Another way to get to Karakul Lake is to book a tour through a travel agency. A reasonable price is ¥200 per person round trip for a day trip with about 2-3 hours at the lake, although such a low price must be bargained hard. There are tourists who are willing to pay ¥4,000 for a two day trip to the lake, and the travel agencies would like to charge that much if possible. ¥200 is on the very low side, actually, but is possible depending on the season.
Alternatively, a taxi can be booked from most hotels in Kashgar for a set price of ¥500 per car, per day (i.e. it can be done as a day trip). The plus is that a shared taxi will take about 2-3 hours to get there.
There are reports of permits being required for non-PRC citizens traveling on the Karokoram Highway, but no permit was required as of April, 2013. See above.

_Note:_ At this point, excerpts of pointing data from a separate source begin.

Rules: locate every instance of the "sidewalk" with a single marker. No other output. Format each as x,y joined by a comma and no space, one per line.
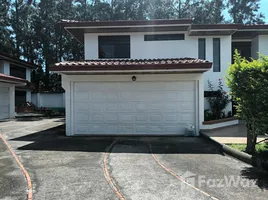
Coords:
231,134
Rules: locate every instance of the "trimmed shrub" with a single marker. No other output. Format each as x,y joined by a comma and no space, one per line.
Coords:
248,81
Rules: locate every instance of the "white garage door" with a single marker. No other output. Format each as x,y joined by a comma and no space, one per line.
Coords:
4,103
144,108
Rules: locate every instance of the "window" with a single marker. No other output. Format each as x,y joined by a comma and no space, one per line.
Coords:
161,37
202,48
216,55
114,46
19,72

There is a small area in the center of the west bank of the lake that requires an entrance fee of ¥50 (tickets available at the entrance). It's better to avoid this rip-off and walk around the lake, if you want to stop just for a drink in the small restaurant nobody is likely to ask you for the entrance fee.
Local Kirgiz have camels & horses which can be rented for a ride around the lake (5 hours by camels and 3 hours by horses)
The Kygriz locals outside the park will do a three hour horse or camel trek around the lake and a long motorcycle ride up Mutgaza Ata and hiking until you're tired, all for 100 kuai. Definitely a bargain and will be very memorable.
Local Kirgiz make traditional handicraft items and will be happy to sell some to you.
There is dining at the Chinese hotel, but prices are ridiculously high. Locals will cook meals for you inside their own yurts for about 10 kuai per person.
There is a Chinese hotel with rooms (¥50) and semi-authentic yurts (¥40) at the bus drop-off point. The much better way is to stay with a Kyrgiz family in a yurt (¥30 per yurt, ¥10 for tea/dinner/breakfast) or village house. Alternatively, there is hotel accommodation in nearby Tashkurgan.
Prices do vary, and the Chinese hotel will try to rip you off. Staying with the Kyrgiz families is a much better experience. They are very honest and hospitable people and the young men who act as travel guides are great hosts.
Given the high altitude, rough terrain, and proximity to international borders, one should be careful to not wander too far without previous preparation.
Two overnighters in a yurt reported mild carbon monoxide poisoning from a coal heater in the yurt. Symptoms (headache, fatigue, nausea) can be mistaken for altitude sickness, so be aware of potential poisoning.
The daily bus from Tashkurgan, heading back to Kashgar, arrives at the drop-off point near the Chinese hotel at around 12pm Beijing Time. If all seats are taken, there might be the chance to catch a taxi for around ¥120-150. Alternatively it may be possible to hitch a ride, although some form of payment will be expected (possibly around ¥50).